After pausing for a look at the Tom Ford mansion and what turned out to be my best photo of the day (warning: this is a 5.6 megabyte download), we headed west toward the Rio Grande, where the rest of the city’s water comes from. Construction was continuing at the new treatment plant on Caja del Rio Road, which will clean the water pumped up from the Buckman diversion dam.
We flew along the pipeline past Diablo Canyon and the Buckman well field to the Rio Grande, then followed the river north to where it meets the Chama. All of this territory, my favorite part of the world, seemed so compact and finite from the air. Before I knew it we were almost to Abiquiu Lake. We cut south past the black volcanic mesa called Cerro Pedrenal and ascended a few thousand feet higher for a flight over the Valles Caldera and Redondo Peak, then down the other side of the Jemez Mountains to Cochiti Dam. Back when I was finishing high school in Albuquerque, a corporation called Great Western Cities announced that by 1980 it would build a town next to Cochiti as big as Santa Fe. Thankfully it turned out to be a scam.
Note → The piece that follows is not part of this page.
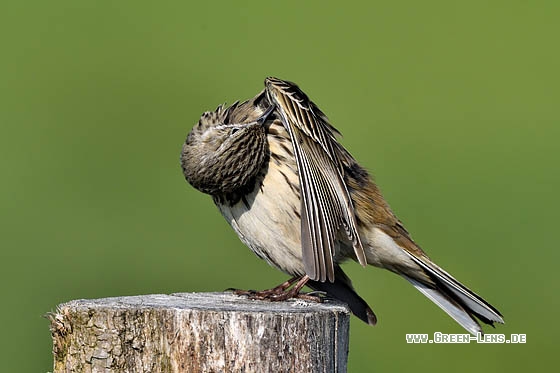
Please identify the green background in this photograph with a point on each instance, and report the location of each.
(454, 108)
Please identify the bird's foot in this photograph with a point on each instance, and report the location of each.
(283, 292)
I’d forgotten the story until just recently when Emlen Hall, the retired UNM law professor I mentioned in a previous post, sent me an article he wrote almost 30 years ago in The New Mexico Review.
The Santa Fe River, or at least the dry river bed, enters the Rio Grande just north of Cochiti, and as we headed back home I watched it until it disappeared inside the deep basalt canyon at La Bajada. Someday I’d like to hike that stretch, from there north to La Cienega. (How esoteric all this geography must sound to readers who don’t know northern New Mexico. Live here long enough and it’s like being indoctrinated into a cult with its own private language.)
Before we landed I spotted the river one last time, fat with discharge from the sewage treatment plant on Airport Road. We’d come full circle, seeing where water comes into the city and where it goes back out again.